1  Introduction

R is a system for statistical computation and graphics. It provides, among other things, a programming language, high level graphics, interfaces to other languages and debugging facilities. This manual details and defines the R language.

The R language is a dialect of S which was designed in the 1980s and has been in widespread use in the statistical community since. Its principal designer, John M. Chambers, was awarded the 1998 ACM Software Systems Award for S.

The language syntax has a superficial similarity with C, but the semantics are of the FPL (functional programming language) variety with stronger affinities with Lisp and APL. In particular, it allows “computing on the language”, which in turn makes it possible to write functions that take expressions as input, something that is often useful for statistical modeling and graphics.

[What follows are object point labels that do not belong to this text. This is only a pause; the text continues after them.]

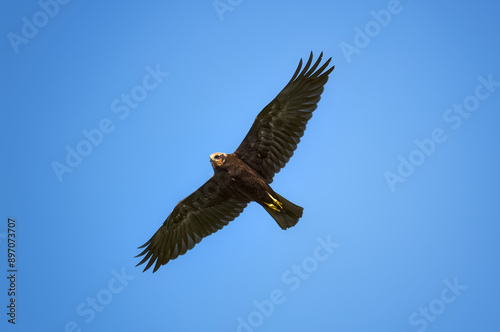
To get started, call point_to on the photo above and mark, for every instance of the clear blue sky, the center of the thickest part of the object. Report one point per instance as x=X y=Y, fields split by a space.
x=397 y=171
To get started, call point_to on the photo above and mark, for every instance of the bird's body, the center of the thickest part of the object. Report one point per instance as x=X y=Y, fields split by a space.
x=245 y=175
x=247 y=183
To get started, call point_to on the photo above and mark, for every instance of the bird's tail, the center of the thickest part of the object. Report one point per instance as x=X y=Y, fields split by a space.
x=283 y=211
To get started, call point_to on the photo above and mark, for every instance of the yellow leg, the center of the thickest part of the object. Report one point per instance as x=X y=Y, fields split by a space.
x=277 y=206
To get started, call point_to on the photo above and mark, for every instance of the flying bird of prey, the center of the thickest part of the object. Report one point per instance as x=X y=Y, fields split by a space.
x=244 y=176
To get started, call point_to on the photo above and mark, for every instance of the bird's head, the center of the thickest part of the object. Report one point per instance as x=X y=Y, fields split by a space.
x=217 y=159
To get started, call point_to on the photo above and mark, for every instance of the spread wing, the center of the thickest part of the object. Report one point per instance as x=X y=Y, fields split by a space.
x=277 y=129
x=205 y=211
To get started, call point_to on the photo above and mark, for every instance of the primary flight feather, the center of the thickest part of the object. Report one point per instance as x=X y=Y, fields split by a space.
x=244 y=176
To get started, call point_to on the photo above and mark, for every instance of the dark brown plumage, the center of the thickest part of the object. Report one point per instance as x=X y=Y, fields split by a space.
x=245 y=175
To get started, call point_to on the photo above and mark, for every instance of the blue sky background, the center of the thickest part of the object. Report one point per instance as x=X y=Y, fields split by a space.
x=420 y=255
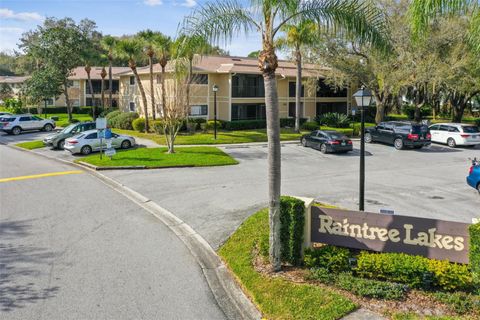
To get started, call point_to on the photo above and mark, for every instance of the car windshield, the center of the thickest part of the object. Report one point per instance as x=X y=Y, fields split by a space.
x=68 y=129
x=470 y=129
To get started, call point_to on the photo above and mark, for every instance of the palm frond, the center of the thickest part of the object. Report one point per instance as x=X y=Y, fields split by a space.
x=216 y=21
x=358 y=20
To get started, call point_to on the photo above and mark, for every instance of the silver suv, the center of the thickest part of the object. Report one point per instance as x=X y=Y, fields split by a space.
x=15 y=124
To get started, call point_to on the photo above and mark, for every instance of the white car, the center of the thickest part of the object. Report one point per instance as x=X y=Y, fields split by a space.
x=455 y=134
x=88 y=141
x=15 y=124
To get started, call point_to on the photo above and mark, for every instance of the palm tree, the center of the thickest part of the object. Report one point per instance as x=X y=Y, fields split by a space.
x=109 y=43
x=222 y=20
x=131 y=49
x=297 y=36
x=103 y=74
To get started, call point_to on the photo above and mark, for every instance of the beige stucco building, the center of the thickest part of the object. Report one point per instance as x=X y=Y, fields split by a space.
x=240 y=93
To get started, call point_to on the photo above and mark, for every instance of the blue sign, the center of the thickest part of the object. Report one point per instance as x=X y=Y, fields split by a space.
x=108 y=133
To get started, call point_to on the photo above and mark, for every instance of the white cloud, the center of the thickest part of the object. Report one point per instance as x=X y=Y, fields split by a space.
x=189 y=3
x=152 y=3
x=21 y=16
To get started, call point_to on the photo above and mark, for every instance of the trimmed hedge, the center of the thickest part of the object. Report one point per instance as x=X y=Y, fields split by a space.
x=474 y=231
x=416 y=271
x=292 y=221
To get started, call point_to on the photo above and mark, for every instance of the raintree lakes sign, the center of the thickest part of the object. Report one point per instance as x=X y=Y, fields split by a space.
x=435 y=239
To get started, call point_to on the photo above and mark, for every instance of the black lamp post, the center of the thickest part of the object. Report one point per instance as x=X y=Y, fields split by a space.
x=363 y=98
x=215 y=89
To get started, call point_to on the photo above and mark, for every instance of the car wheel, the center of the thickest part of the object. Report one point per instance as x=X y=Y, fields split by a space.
x=323 y=148
x=398 y=144
x=451 y=143
x=368 y=137
x=86 y=150
x=126 y=144
x=304 y=142
x=16 y=131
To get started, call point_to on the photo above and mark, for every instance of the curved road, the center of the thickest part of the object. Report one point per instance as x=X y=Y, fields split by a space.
x=72 y=248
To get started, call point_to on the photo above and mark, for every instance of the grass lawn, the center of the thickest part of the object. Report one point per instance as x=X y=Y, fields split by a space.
x=158 y=157
x=276 y=297
x=223 y=137
x=30 y=145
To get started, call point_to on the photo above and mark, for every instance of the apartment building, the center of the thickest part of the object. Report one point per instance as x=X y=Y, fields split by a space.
x=241 y=94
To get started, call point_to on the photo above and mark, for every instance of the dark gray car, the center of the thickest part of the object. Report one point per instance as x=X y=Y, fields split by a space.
x=57 y=140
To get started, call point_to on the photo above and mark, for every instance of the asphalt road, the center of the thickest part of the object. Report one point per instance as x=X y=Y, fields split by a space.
x=72 y=248
x=214 y=201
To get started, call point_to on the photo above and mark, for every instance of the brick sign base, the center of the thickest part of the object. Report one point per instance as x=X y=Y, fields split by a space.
x=435 y=239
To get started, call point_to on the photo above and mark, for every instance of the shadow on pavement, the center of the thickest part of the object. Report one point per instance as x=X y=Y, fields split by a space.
x=19 y=264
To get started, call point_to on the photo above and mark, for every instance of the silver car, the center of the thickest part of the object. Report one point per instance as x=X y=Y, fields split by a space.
x=88 y=141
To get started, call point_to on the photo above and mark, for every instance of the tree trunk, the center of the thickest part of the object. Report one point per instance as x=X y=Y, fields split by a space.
x=152 y=93
x=298 y=92
x=92 y=94
x=110 y=83
x=67 y=101
x=144 y=97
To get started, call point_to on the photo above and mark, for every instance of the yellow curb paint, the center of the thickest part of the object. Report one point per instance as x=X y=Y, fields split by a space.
x=42 y=175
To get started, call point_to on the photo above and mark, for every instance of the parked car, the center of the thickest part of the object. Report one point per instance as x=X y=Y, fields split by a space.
x=399 y=133
x=473 y=178
x=88 y=141
x=327 y=141
x=455 y=134
x=15 y=124
x=57 y=139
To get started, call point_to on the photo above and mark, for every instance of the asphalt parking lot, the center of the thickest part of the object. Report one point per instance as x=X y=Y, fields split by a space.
x=428 y=183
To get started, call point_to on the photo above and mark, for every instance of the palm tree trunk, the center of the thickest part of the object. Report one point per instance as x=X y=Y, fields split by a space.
x=67 y=101
x=92 y=94
x=152 y=94
x=144 y=97
x=110 y=83
x=298 y=92
x=274 y=169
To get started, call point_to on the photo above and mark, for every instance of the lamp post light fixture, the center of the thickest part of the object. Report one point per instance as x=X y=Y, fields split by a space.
x=215 y=89
x=363 y=98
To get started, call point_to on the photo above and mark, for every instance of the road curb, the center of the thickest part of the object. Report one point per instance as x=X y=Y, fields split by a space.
x=228 y=294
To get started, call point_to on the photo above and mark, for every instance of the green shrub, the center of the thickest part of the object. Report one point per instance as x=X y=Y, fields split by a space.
x=460 y=302
x=211 y=123
x=371 y=288
x=333 y=119
x=292 y=222
x=474 y=231
x=245 y=124
x=334 y=259
x=322 y=275
x=139 y=124
x=414 y=271
x=290 y=122
x=310 y=126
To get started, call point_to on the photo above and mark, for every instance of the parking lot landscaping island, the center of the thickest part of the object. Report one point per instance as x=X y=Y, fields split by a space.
x=159 y=158
x=30 y=145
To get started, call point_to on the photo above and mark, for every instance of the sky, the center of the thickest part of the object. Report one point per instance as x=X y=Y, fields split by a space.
x=115 y=17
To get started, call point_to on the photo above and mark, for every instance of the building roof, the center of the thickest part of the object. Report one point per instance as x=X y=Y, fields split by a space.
x=79 y=73
x=13 y=79
x=227 y=64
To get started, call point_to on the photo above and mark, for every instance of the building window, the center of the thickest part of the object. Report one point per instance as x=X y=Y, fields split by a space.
x=327 y=107
x=247 y=86
x=200 y=79
x=292 y=109
x=248 y=112
x=292 y=89
x=132 y=106
x=324 y=90
x=198 y=111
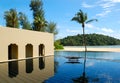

It is possible to get quite far using R interactively, executing simple expressions from the command line. Some users may never need to go beyond that level, others will want to write their own functions either in an ad hoc fashion to systematize repetitive work or with the perspective of writing add-on packages for new functionality.

The purpose of this manual is to document the language per se. That is, the objects that it works on, and the details of the expression evaluation process, which are useful to know when programming R functions. Major subsystems for specific tasks, such as graphics, are only briefly described in this manual and will be documented separately.

Although much of the text will equally apply to S, there are also some substantial differences, and in order not to confuse the issue we shall concentrate on describing R.

The design of the language contains a number of fine points and common pitfalls which may surprise the user. Most of these are due to consistency considerations at a deeper level, as we shall explain. There are also a number of useful shortcuts and idioms, which allow the user to express quite complicated operations succinctly. Many of these become natural once one is familiar with the underlying concepts. In some cases, there are multiple ways of performing a task, but some of the techniques will rely on the language implementation, and others work at a higher level of abstraction. In such cases we shall indicate the preferred usage.

Some familiarity with R is assumed. This is not an introduction to R but rather a programmers’ reference manual. Other manuals provide complementary information: in particular Preface in An Introduction to R provides an introduction to R and System and foreign language interfaces in Writing R Extensions details how to extend R using compiled code.